Since prehistoric times, people have used plants for food, condiments, and therapeutic purposes. More than half of medicines placed on the market come from natural products or their derivatives [1].
The use of herbal medicine is very old, and several historical studies indicate early usage of plants for medical purposes [2]. Medicinal herbs are an inexhaustible source of natural bioactive compounds that could constitute precious tools for basic research in the treatment of various diseases. Many medicinal plants have been described for their effectiveness in curing several diseases, such as hypertension, degenerative diseases, diabetes, viral infections, and cancer [3,4,5]. Natural medicines could be used in the decoction format of the whole plant, extracts of special plant parties, or purified derivatives. The aim is no longer the same between the know-how of old civilizations and today’s technology. Nowadays, purifications using chromatographic techniques allow the identification and isolation of active compounds, and eventually a synthetic production of new bioactive natural substances [6].
Stipa. tenacissima L. is a typically Mediterranean perennial herb that grows in North Africa, especially in the highlands of Morocco and Algeria. It is a xerophilic plant that constitutes one of the most representative vegetation types in the dry Mediterranean ecosystems. It represents the most available source of fiber production in the region [1]. It constitutes a natural barrier against desertification and desert encroachment in the Maghreb region, and, therefore, plays an important role in ecosystem protection [2].
In North African countries, Stipa tenacissima L. is called Esparto grass, which is widely used as a potential reinforcement of polymer matrices. Furthermore, it is mainly used in the high-quality paper industry as a noble raw material due to its specific properties, since reinforcements in composite materials require a powerful adhesion between the synthetic matrix and the fiber [3]. It increases the resistance to moisture [4], and it is used for the production of cellulose nanofibers [5]. Stipa tenacissima L. is very rich in cellulose, hemicellulose, and lignin [6]. It also contains small amounts of proteins and inorganic compounds [7]. Some unsaturated fatty acids, particularly oleic and linoleic acids, are widely used in the dietetic field [8].
To the best of our knowledge, Stipa tenacissima L. is used for textile and paper production only [9]. Nevertheless, no data about its possible application in medicine have been reported to date. With the goal of contributing to better knowledge about Stipa tenacissima L. as a new promoting source of pharmacological and biological activities, the current study was the first work that aims to investigate the phytochemical composition and antioxidant and antiproliferative properties of Esparto grass aerial parts.

2. Materials and Methods

2.1. Collection of Plant Material

Stipa tenacissima L. was collected in July 2017 from the local region and was identified by plant taxonomist before being studied. Aerial parts were dried at room temperature before being ground into a fine powder [10].

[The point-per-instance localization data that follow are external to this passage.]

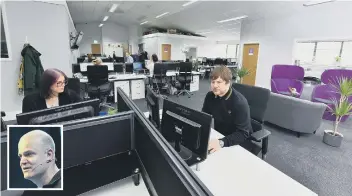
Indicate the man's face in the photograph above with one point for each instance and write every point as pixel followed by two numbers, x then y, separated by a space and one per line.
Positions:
pixel 32 157
pixel 219 86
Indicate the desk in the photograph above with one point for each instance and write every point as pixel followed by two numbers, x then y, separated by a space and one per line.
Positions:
pixel 132 84
pixel 235 171
pixel 83 66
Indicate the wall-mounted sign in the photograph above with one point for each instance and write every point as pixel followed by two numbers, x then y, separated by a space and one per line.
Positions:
pixel 251 51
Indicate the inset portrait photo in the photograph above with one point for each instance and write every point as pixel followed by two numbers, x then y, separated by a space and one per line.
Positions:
pixel 34 157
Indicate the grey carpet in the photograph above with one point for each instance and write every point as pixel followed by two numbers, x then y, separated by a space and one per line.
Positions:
pixel 325 170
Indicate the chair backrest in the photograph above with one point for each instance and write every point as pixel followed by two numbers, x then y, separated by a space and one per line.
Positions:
pixel 98 74
pixel 160 69
pixel 257 99
pixel 185 71
pixel 74 85
pixel 330 76
pixel 288 72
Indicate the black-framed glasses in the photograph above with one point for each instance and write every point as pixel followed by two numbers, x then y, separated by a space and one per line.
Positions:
pixel 59 84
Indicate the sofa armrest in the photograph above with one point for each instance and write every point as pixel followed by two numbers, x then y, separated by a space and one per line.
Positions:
pixel 260 135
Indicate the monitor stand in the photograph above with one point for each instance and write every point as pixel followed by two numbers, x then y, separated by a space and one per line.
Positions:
pixel 184 153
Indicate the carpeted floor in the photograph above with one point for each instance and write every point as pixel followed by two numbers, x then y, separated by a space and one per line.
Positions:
pixel 325 170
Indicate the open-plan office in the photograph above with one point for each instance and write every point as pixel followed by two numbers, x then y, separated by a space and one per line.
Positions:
pixel 142 71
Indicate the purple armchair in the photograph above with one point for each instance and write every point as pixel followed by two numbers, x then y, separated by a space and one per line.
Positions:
pixel 284 77
pixel 325 93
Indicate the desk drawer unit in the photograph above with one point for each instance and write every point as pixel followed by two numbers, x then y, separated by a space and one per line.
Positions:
pixel 138 89
pixel 124 85
pixel 194 86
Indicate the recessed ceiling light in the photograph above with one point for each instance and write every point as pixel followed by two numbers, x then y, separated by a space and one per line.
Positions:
pixel 311 3
pixel 233 19
pixel 189 3
pixel 163 14
pixel 113 7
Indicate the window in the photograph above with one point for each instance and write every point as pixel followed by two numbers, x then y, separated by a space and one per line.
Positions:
pixel 323 53
pixel 4 37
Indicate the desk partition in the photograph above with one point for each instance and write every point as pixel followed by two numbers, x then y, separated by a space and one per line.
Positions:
pixel 101 150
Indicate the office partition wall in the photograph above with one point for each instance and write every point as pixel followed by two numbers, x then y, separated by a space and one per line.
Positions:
pixel 168 173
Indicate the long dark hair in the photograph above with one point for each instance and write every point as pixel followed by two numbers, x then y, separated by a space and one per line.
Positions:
pixel 49 77
pixel 154 58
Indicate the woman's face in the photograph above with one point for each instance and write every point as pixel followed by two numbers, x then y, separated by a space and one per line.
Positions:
pixel 59 85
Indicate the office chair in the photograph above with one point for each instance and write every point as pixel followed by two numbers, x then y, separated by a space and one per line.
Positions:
pixel 185 78
pixel 75 85
pixel 98 83
pixel 3 125
pixel 257 99
pixel 159 77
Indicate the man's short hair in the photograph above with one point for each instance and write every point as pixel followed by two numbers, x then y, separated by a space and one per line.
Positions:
pixel 223 72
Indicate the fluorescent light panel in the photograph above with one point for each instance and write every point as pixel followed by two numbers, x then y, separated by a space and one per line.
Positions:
pixel 189 3
pixel 113 7
pixel 163 14
pixel 311 3
pixel 233 19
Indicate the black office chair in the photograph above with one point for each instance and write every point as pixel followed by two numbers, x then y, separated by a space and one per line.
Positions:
pixel 257 99
pixel 159 79
pixel 3 125
pixel 185 78
pixel 98 83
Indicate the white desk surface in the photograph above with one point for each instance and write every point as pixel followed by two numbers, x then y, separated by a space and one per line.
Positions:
pixel 173 73
pixel 120 77
pixel 235 171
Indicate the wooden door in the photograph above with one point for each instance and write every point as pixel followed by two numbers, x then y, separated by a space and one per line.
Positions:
pixel 96 49
pixel 166 52
pixel 250 61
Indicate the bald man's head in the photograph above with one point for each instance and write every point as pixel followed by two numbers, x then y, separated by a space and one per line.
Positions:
pixel 36 150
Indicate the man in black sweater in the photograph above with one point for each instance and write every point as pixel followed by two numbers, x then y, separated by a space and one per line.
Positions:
pixel 229 109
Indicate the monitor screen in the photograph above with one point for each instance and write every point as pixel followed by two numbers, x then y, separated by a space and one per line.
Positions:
pixel 137 66
pixel 63 113
pixel 187 129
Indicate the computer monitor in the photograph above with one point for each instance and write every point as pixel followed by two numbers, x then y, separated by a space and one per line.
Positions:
pixel 153 107
pixel 84 109
pixel 129 67
pixel 137 66
pixel 119 59
pixel 187 130
pixel 118 67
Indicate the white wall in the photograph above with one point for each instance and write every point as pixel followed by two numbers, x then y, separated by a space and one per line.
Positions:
pixel 277 36
pixel 92 32
pixel 46 26
pixel 205 48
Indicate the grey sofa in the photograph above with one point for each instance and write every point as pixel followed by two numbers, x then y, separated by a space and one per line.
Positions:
pixel 298 115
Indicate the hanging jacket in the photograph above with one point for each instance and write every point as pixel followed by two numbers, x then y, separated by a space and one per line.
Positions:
pixel 32 68
pixel 20 79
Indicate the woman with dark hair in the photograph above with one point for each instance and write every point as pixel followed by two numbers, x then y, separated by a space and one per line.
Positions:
pixel 150 65
pixel 52 92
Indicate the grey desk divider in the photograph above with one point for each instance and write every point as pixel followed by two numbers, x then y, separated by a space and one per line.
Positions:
pixel 101 150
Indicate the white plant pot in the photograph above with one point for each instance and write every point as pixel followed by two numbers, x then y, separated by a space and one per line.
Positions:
pixel 332 140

2.2. Extraction and Isolation of Bioactive Compound Classes

Two hundred grams of the dry plant were macerated with 3 L of methanol under reflux for 4 h. Afterward, the mixture was filtered and concentrated under reduced pressure. The organic extract (40 g) was fractionated by using column chromatography with silica gel (Kieselgel 60, 70–230 mesh ASTM). A mixture of hexane/ethyl acetate was used as eluent with different compositions (30/70, 20/80, 10/90, 0/100) of increasing polarities to get four fractions: F1, F2, F3, and F4 (Figure 1).

2.3. Determination of Total Phenol Contents

In the present work, the total phenolic content of the extracted fractions was studied using the Folin–Ciocalteu method [11]. Briefly, 0.1 mL of each fraction was mixed with 2 mL of 10 % diluted Folin reagent before one milliliter of 7.5% Na2CO3 solution was added. Next, the mixture was vigorously stirred and then kept for 30 min at 45 °C in the darkness. The absorbance reading was carried out at 765 nm using a vis-NIR spectrophotometer. The standard curve of gallic acid was performed with different concentrations (0.5–15 mg/L).

2.4. DPPH Radical Inhibition Test

The radical scavenging effect of the isolated fractions was investigated using the DPPH method [12]. Each fraction was tested with concentrations ranging from 0.5 to 5.5 mg/mL. Briefly, 0.2 mL of the sample test was added to 2.8 mL of DPPH solution (24 mg/L). After 30 min of incubation at 25 °C in the darkness, the absorbance (A) was read at 515 nm. Ascorbic acid was used as a standard reference. The inhibition of free radical DPPH was given as a percentage according to the following formula [13,14,15,16]:
% Inhibition= (AC − AD)/Ac × 100
where AC is the absorbance of the blank control and AD is the absorbance of each fraction at different concentrations. The IC50 value (the concentration required to inhibit 50% of DPPH) was calculated from the dose response curve [17,18,19].

2.5. Cancer Cell Lines and Culture Conditions

The potential antiproliferative effect of stipa tenacissima L. fractions was tested on two cancerous cell lines, including human colorectal adenocarcinoma (HT-29) and human breast cancer cell lines (MDA-MB-231). Cancer cell lines were cultivated in Dubelco’s Modified Eagle’s Medium (DMEM) with 10 % (v/v) of FBS (heat-fetal bovine serum, PAA Laboratories, Austria), and 1% penicillin/streptomycin (10,000 IU/mL). Afterward, cells were cultured at 37 °C, 95% humidity, 5% carbon dioxide, and 80% confluency [20]. In this work, mitomycin was used as a drug reference for comparison purposes.

MTT Assay

The antiproliferative effect of different fractions of Stipa tenacissima L. extract on tumor cell lines was determined by the MTT colorimetric assay. In summary, when the culture reached exponential growth at a cellular density of 8000 cells/well, concentrations of each fraction ranging from 15.6 to 500.0 µg/mL were added to this culture. Cells were incubated for 48 h at 37 °C. At the end of the experimental period, 10 µL of MTT with 5 mg/mL was added to multiwall plates. Next, these plates were incubated again for an additional 4 h at 37 °C. Afterward, the reduced MTT was read at 570 nm using a microplate reader. Experiments were carried out in duplicate assays [21].
The percentage of antiproliferative effect (cell death) was calculated using the following Equation:
Cell   death   % = control   OD   -   sample   OD control   OD   ×   100
where control OD is the absorbance of the non-treated cells and sample OD is the absorbance of the treated cells.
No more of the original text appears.